Défense active et stratégie judiciaire du groupe Leal
Face à l'accusation, Leal Réunion ne reste pas silencieuse. Son directeur général, Philippe-Alexandre Rebboah, a affirmé dans une interview accordée à La 1ère Réunion le 25 juillet 2025 : « Nous avons fourni des pièces, des éléments et des preuves tangibles que nous ne sommes pas restés sans rien faire ». Le dirigeant assure que l’entreprise a sollicité les services de l’État, plaidé pour un meilleur encadrement des immatriculations de véhicules à risque, et recommandé que le contrôle technique bloque la circulation des modèles concernés.
« Cela montre que le système a ses limites. Nous demandons encore à l'État de bloquer le système des immatriculations pour éviter les reventes de modèles concernés », a-t-il ajouté. Malgré ces démarches, une expertise judiciaire révèle que les premières alertes aux automobilistes n’auraient été diffusées qu’à partir de juillet 2020, soit deux mois après l’accident. Ce retard alimente le cœur du dossier d’accusation.

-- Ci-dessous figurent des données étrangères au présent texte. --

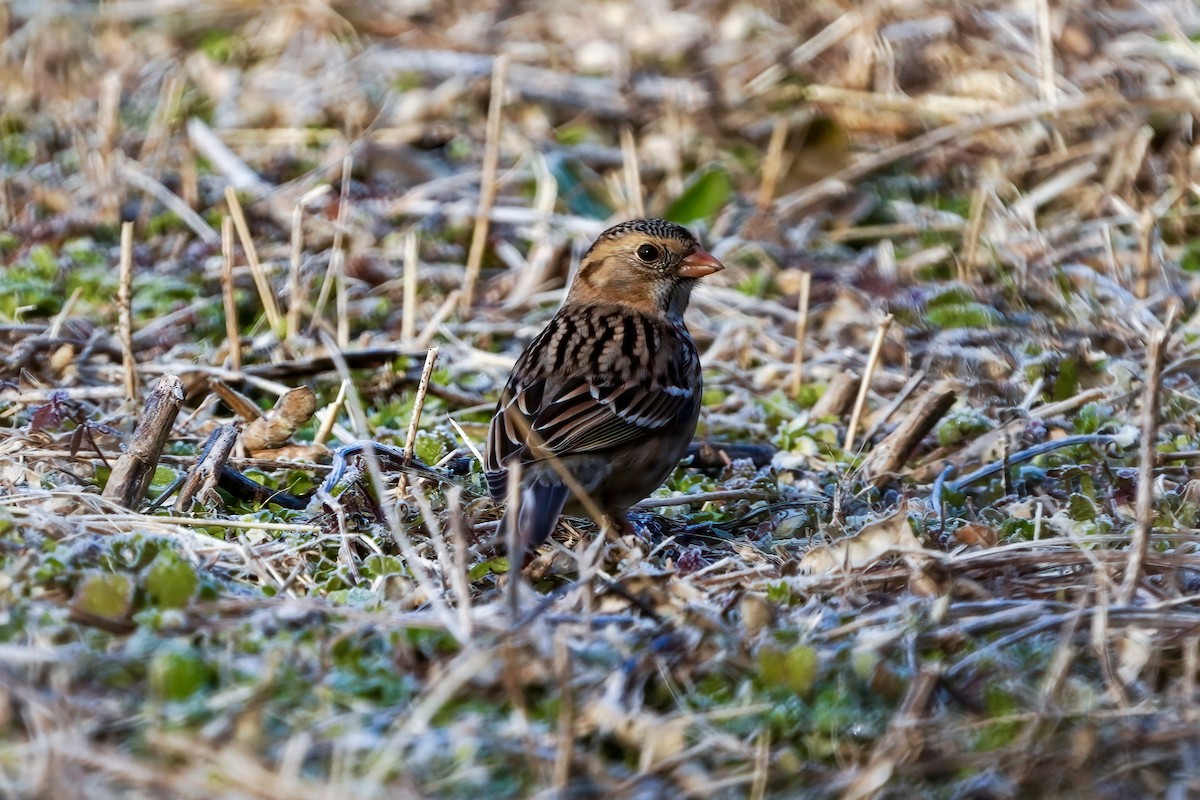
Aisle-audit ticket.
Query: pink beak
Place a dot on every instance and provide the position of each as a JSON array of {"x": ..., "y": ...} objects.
[{"x": 697, "y": 264}]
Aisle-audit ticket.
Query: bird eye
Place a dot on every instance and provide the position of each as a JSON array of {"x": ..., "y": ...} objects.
[{"x": 648, "y": 253}]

La campagne "Stop Drive" et les chiffres qui inquiètent
Depuis le début de l’année 2025, une vaste campagne de rappel baptisée « Stop Drive » a été lancée à La Réunion. Selon Philippe-Alexandre Rebboah, environ 20 000 véhicules restent encore non identifiés sur l’île, dont 5 000 BMW potentiellement équipées d’airbags Takata défectueux. Ces chiffres illustrent les limites logistiques et administratives de la traçabilité des véhicules anciens, parfois revendus plusieurs fois.
L’avocat de Leal Réunion, Me Guillaume Martine, a demandé le reclassement de l’entreprise sous le statut de témoin assisté, affirmant dans des propos rapportés par Auto-moto, que celle-ci avait « mis en œuvre toutes les diligences possibles pour empêcher que ne surviennent des accidents ». Il a également évoqué le manque d’information et d’implication des autorités à l’époque.